3.3 Subgroup analysis

Figure 4 shows that for each pharmacological class, the twenty neurological PTs that generated the largest disproportionality signals, colour intensity represents the log10-transformed reporting-odds ratio (log10 ROR) and panels are further split by sex and age. The NARI class was excluded from this analysis due to an insufficient number of reports. For SSRIs and SNRIs, a pattern of signals related to neonatal adaptation was observed, including “agitation neonatal”, “dyskinesia neonatal”, and “neonatal seizure/oversedation”. NaSSAs produced the most intense single signals of the entire analysis: “hypokinetic dysarthria” (log10 ROR = 3.02 overall panel) and “ballismus” (peak 2.32 in groups aged ≥85). They were also responsible for the highest risk estimate for “hyponatraemic coma” (2.40 in males). MAOIs showed a unique enrichment for severe motor emergencies, most notably “dyskinesia hyperpyrexia syndrome” (log10 ROR = 2.97 overall; 3.03 in females), and were the class with prominent intracranial haemorrhage-related PTs. NDRIs were characterised by sympathetic over-activation (“sympathomimetic effect”, log10 ROR = 1.83 overall), whereas SARI/SMS agents clustered around “visual perseveration” (log10 ROR = 1.60 overall) and “hypoglycaemic encephalopathy” (log10 ROR = 1.40 overall). TCAs displayed the widest PT spectrum, the highest signals were confined to rare movement disorders (“oculocephalogyric reflex absent”, 2.39 in females).

Figure 4
Heatmap visualizing the signal intensity of nervous system adverse reactions to antidepressant drugs across different population subgroups. The top twenty preferred terms (PTs) are included for each drug class: ALL, MAOI, NaSSA, NDRI, SSRI, SARI_SMS, SNRI, and TCA. The color scale represents different levels of signal intensity, with values ranging from low (light yellow) to high (dark purple), based on log scale risk odds ratio (loge(ROR)). Subgroups include overall, female, and male, with age further stratified into <18 years, 18–64 years, and ≥65 –84 years and <85 years.

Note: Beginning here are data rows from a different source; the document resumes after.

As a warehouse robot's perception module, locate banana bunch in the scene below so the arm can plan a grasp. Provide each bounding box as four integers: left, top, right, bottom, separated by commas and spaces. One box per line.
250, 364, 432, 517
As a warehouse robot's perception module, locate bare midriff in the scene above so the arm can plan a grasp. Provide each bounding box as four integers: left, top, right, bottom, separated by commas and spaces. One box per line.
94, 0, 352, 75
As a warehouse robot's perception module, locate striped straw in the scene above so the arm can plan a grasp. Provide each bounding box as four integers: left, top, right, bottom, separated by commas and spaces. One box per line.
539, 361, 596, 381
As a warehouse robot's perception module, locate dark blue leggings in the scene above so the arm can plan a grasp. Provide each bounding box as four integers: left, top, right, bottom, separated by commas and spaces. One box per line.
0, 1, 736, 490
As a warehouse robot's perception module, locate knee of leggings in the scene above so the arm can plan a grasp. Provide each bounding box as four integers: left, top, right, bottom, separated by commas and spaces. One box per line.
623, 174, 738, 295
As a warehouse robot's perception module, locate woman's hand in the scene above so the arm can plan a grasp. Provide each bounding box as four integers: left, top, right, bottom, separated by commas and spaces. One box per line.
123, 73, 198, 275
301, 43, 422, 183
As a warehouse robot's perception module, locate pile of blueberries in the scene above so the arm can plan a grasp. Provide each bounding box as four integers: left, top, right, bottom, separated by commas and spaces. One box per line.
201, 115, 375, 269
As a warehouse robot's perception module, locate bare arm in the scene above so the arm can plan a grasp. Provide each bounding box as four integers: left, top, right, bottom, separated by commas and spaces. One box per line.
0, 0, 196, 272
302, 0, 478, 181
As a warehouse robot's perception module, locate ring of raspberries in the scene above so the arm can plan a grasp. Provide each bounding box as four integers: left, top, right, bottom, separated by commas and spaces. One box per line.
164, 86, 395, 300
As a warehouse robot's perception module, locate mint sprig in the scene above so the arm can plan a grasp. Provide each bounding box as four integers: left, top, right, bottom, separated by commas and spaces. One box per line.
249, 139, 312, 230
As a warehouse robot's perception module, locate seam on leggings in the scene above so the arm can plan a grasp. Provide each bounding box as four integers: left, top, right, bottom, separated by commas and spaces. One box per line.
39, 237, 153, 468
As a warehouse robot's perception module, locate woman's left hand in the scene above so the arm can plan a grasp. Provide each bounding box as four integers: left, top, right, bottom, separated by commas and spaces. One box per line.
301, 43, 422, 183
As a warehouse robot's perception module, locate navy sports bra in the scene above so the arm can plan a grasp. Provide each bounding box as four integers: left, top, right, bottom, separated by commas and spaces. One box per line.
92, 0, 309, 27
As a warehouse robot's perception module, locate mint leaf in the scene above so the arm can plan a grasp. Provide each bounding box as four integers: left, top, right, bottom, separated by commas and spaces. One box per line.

Figure 4. Disproportionality analysis of neurological adverse events for different classes of antidepressants. The heatmap displays signals of disproportionate reporting for neurological adverse events across nine classes of antidepressants, stratified by population subgroups. Each facet represents a distinct antidepressant class. The y-axis lists the top 20 neurological adverse events (PT level) for each class, selected based on the highest ROR observed in any subgroup. The x-axis shows the overall population and subgroups defined by sex and age. The color intensity of each tile corresponds to the signal strength, quantified as the base-10 logarithm of the ROR (log10(ROR)). Darker shades indicate a stronger signal. Grey tiles indicate that no signal was detected for that specific drug-event-subgroup combination, as the data did not meet the threshold criteria. The NARI class was excluded from this analysis due to an insufficient number of adverse event terms. Abbreviations: ALL: All included Antidepressant Classes Combined; FAERS: FDA Adverse Event Reporting System; MAOI: Monoamine Oxidase Inhibitor; NARI: Selective Norepinephrine Reuptake Inhibitor; NaSSA: Noradrenergic and Specific Serotonergic Antidepressant; NDRI: Norepinephrine-Dopamine Reuptake Inhibitor; PT: Preferred Term; ROR: Reporting Odds Ratio; SARI/SMS: Serotonin Antagonist and Reuptake Inhibitor/Serotonin Modulator and Stimulator; SNRI: Serotonin-Norepinephrine Reuptake Inhibitor; SSRI: Selective Serotonin Reuptake Inhibitor; TCA: Tricyclic Antidepressant.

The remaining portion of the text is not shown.